O rozmowach polsko-irańskich  poinformował na Twitterze MSZ.

Iran nie został zaproszony na szczyt, który odbędzie się w przyszłym miesiącu w Warszawie. Oświadczyłem panu ministrowi, że konferencję traktujemy jako zagrożenie dla naszego bezpieczeństwa narodowego i jako krok wrogi. (...) Poprosiłem stronę polską w osobie pana wiceministra o odwołanie tej konferencji. A jeżeli już musi się odbyć, to o taki dobór tematyki, żeby nie miała antyirańskiego charakteru. (...) Nikt w Iranie nie przypuszczał, że Polska może być organizatorem czegoś takiego - powiedział w ubiegłym tygodniu na antenie RMF FM przedstawiciel Iranu Masur Edrisi Kermanszahi.

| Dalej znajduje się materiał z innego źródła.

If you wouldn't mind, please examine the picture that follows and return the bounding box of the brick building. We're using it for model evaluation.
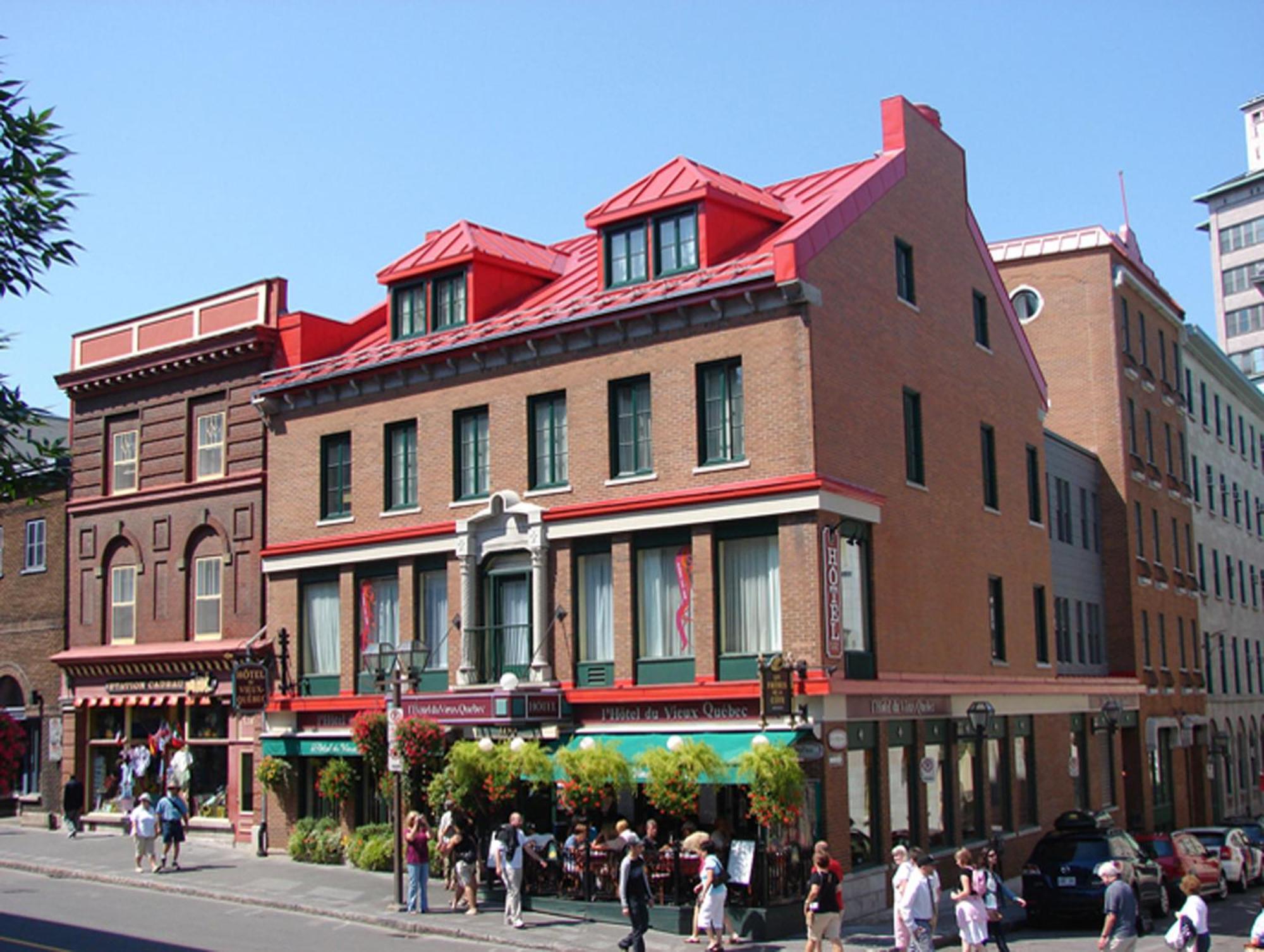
[0,417,68,813]
[53,279,286,838]
[255,97,1117,909]
[1184,327,1264,817]
[992,227,1208,829]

Odwołując się do wspólnej historii oraz pomocy, jakiej udzieliło społeczeństwo irańskie polskim uchodźcom w czasie II wojny światowej dodał też, że rezultaty tego szczytu będą bardzo negatywne dla wzajemnych stosunków oby państw.

Jak podkreślił, konsekwencje mogą zostać ograniczone, jeśli polski rząd postara się o to, by zmieniła się formuła wydarzenia i tematyka konferencji. Gdyby Polska zdołała nieco przekierować akcenty w kierunku rzeczywistych problemów Bliskiego Wschodu, takich, które dręczą ten region od lat, jak np. problem palestyński, to takie działania byłyby bardzo korzystne dla wygaszenia tego konfliktu i złagodzenia tych konsekwencji - oświadczył.

Wspomniał też o kwestiach związanych z Syrią oraz działań Arabii Saudyjskiej w Jemenie. Gdyby ta konferencja dotyczyła tych wszystkich tematów, które są faktycznymi problemami Bliskiego Wschodu - w takim wypadku nasze relacje nadal byłyby bardzo dobre - powiedział Masur Edrisi Kermanszahi.